BANDAR36 – Timnas Tunisia kembali tampil di Piala Dunia 2026 dengan tekad kuat untuk menembus batas yang selama ini belum pernah mereka capai. Skuad berjuluk Elang Kartago ini datang dengan ambisi besar: lolos dari fase grup untuk pertama kalinya dalam sejarah.
Dengan pengalaman panjang di panggung dunia dan perkembangan skuad yang semakin matang, Tunisia siap menghadirkan perlawanan serius di turnamen kali ini.
Sejarah Panjang, Tantangan Belum Terpecahkan
Tunisia bukan tim baru di Piala Dunia. Mereka telah tampil dalam beberapa edisi sejak debut pada 1978. Bahkan, mereka mencatat sejarah sebagai tim Afrika pertama yang meraih kemenangan di Piala Dunia setelah mengalahkan Meksiko 3-1.
Namun, satu catatan yang masih menghantui adalah kegagalan mereka menembus fase gugur. Dalam seluruh partisipasi, Tunisia belum pernah lolos dari fase grup.
Hal inilah yang menjadi motivasi utama mereka di Piala Dunia 2026.
Lolos Meyakinkan dengan Catatan Impresif
Perjalanan Tunisia menuju Piala Dunia 2026 terbilang sangat impresif. Mereka bahkan mencatat sejarah dengan lolos dari kualifikasi tanpa kebobolan satu gol pun—sebuah pencapaian luar biasa di level internasional.
Konsistensi pertahanan dan disiplin taktik menjadi kunci utama keberhasilan mereka.
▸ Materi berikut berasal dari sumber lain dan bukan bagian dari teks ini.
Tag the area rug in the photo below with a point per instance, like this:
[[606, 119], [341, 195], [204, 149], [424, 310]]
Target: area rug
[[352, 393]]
Selain itu, Tunisia juga menunjukkan kualitasnya dengan hasil positif di laga uji coba, termasuk menahan imbang tim kuat seperti Brasil, yang menjadi bukti bahwa mereka mampu bersaing dengan tim elite.
Perubahan di Kursi Pelatih
Menjelang Piala Dunia 2026, Tunisia melakukan perubahan penting dengan menunjuk pelatih baru, Sabri Lamouchi.
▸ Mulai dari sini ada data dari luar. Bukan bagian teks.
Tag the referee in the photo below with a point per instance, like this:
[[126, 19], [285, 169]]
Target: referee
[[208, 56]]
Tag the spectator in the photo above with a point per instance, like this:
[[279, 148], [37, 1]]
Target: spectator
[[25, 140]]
Pelatih berpengalaman ini diharapkan mampu membawa pendekatan baru dalam permainan tim, sekaligus meningkatkan daya saing Tunisia di turnamen besar.
Dengan kombinasi pengalaman internasional dan pemahaman budaya sepak bola Tunisia, Lamouchi menjadi sosok kunci dalam misi kebangkitan tim.
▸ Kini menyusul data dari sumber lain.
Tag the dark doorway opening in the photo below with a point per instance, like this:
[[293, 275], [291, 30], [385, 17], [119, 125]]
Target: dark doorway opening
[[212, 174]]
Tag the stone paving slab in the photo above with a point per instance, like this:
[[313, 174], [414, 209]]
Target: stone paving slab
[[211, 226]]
Kekuatan Skuad: Pengalaman dan Teknik
Tunisia memiliki skuad yang solid dengan kombinasi pemain berpengalaman dan talenta yang berkembang.
Beberapa nama penting antara lain:
- Youssef Msakni – pemain senior dengan pengalaman tinggi
- Ellyes Skhiri – gelandang yang menjadi motor permainan
- Wahbi Khazri – sosok berpengalaman di lini serang
Msakni dikenal sebagai salah satu pemain paling berpengaruh dalam tim, dengan kontribusi besar dalam menciptakan peluang dan mengatur serangan.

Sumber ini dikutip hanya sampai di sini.